Il avait conservé ses activités de journaliste : l’Ami du Peuple, lancé le 23 avril et qui se proposait pour modèles les journaux de Robespierre, Marat, Mirabeau, disparut au quatrième numéro ; il y polémiquait avec Félix Pyat, qui reprenait contre lui les accusations d’appartenance à la police déjà reprises sous le gouvernement de la Défense nationale. Il essaya encore de faire paraître La Justice — en vain. Remplacé le 14 mai par Émile Clément à la commission de Sûreté générale, il se cantonna dans son XVIIIe arr.

Il fut grièvement blessé le 25 mai sur la barricade du Château-d’Eau où son ami Delescluze trouva la mort. Vermorel, la cuisse traversée de part en part près de la hanche, fut emporté sur des fusils à la mairie du XIe arr. Jaclard tenta vainement d’obtenir pour lui l’hospitalité chez le père d’Olivier Pain ; le concierge fut plus accueillant, et Jaclard emmena Vermorel, bandé, chez un ami ; mais Vermorel fut arrêté et emmené à l’hôpital de Versailles où il mourut de sa blessure le 20 juin 1871. Son corps fut ramené à Denicé.
Ses livres furent mis aux enchères le 17 novembre 1871.

Pour citer cet article :
http://maitron-en-ligne.univ-paris1.fr/spip.php?article72495, notice VERMOREL Auguste, Jean-Marie, version mise en ligne le 26 juillet 2009, dernière modification le 16 août 2019.

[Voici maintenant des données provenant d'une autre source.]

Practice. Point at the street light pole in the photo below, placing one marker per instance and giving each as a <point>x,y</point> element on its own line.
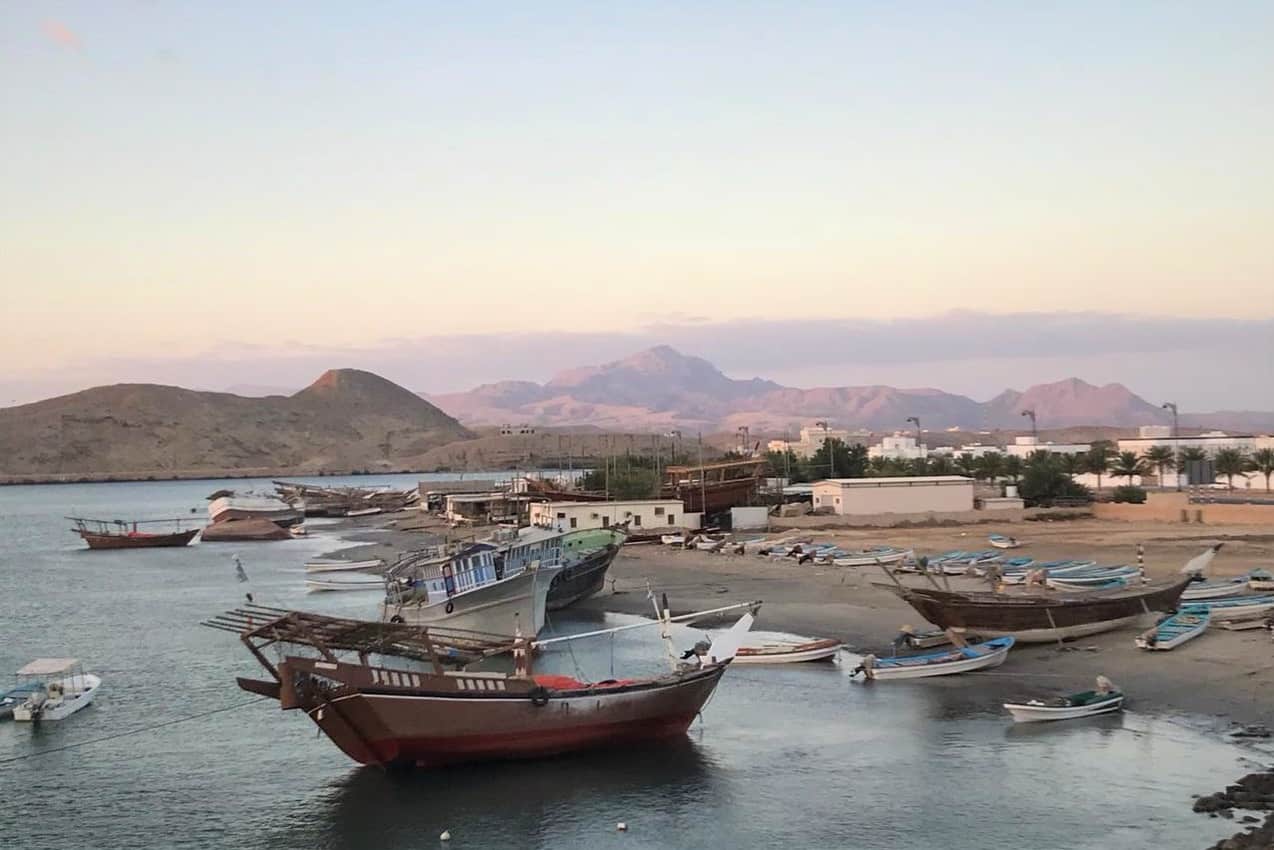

ŒUVRE : Outre les journaux cités, de nombreuses brochures ou pamphlets : Ces dames ! (1860, Cournol, in-32). — Desperanza (1861, Librairie nouvelle, in-12). — Les Amours vulgaires (Paris 1863, Lévy frères, in-12). — Mirabeau, sa vie, ses opinions, ses discours (1865, Dubuisson et Cie, cinq vol. in-32). — Servitude volontaire, La Boétie (préface), — œuvres de Robespierre, recueillies et annotées (1866, Cournol, in-12). — œuvres de Vergniaud, Gadet, Gensonné (1866, Cournol, in-12). — Les Mystères de la police (1867, Lebigre — Duquesne, in-12). — Biographies contemporaines (Rouher, Raspail, J. Simon, Rochefort 1869, quatre brochures, in-12). — Les Hommes de 1848 (1869, Alonnier, in-12). — Les Hommes de 1851 (1869, ibid). — Les Vampires, pamphlet électoral (1869, Alonnier, in-8), — Le Parti socialiste (1870, Librairie internationale, in-12). — Le Peuple et les élections (1871). — Qu’est-ce que la République ? (1871, Fayard, in-8°).

SOURCES : Arch. Nat., BB 18/1735, n° 5178. — Arch. PPo., E a/104-8. — BHVP, NA 155, p. 502-503, 530, 554 et 689. — Procès-verbaux Commune, op. cit. — Revue blanche. avril 1897 (article de Jaclard). — Da Costa, La Commune vécue, op. cit., t. III, p. 53. — Lissagaray, Histoire de la Commune, op. cit. — Jaurès, Histoire socialiste, t. II, p. 463. — Jules Clère, Les Hommes de la Commune, op. cit. — Jean Vermorel : Un enfant du Beaujolais, Auguste Vermorel (1841-1871) Paris-Lyon, 1911, 211 p. (se trouve à la Bibliothèque historique de la Ville de Paris, n° 925 922). — La Comune di Parigi (G. Del Bo) op. cit. — Notes de J. Chuzeville.

ICONOGRAPHIE : G. Bourgin, La Commune, 1870-1871, op. cit., p. 227. — Bruhat, Dautry, Tersen, La Commune de 1871, op. cit., p. 139. — Arch. PPo., album 286/43.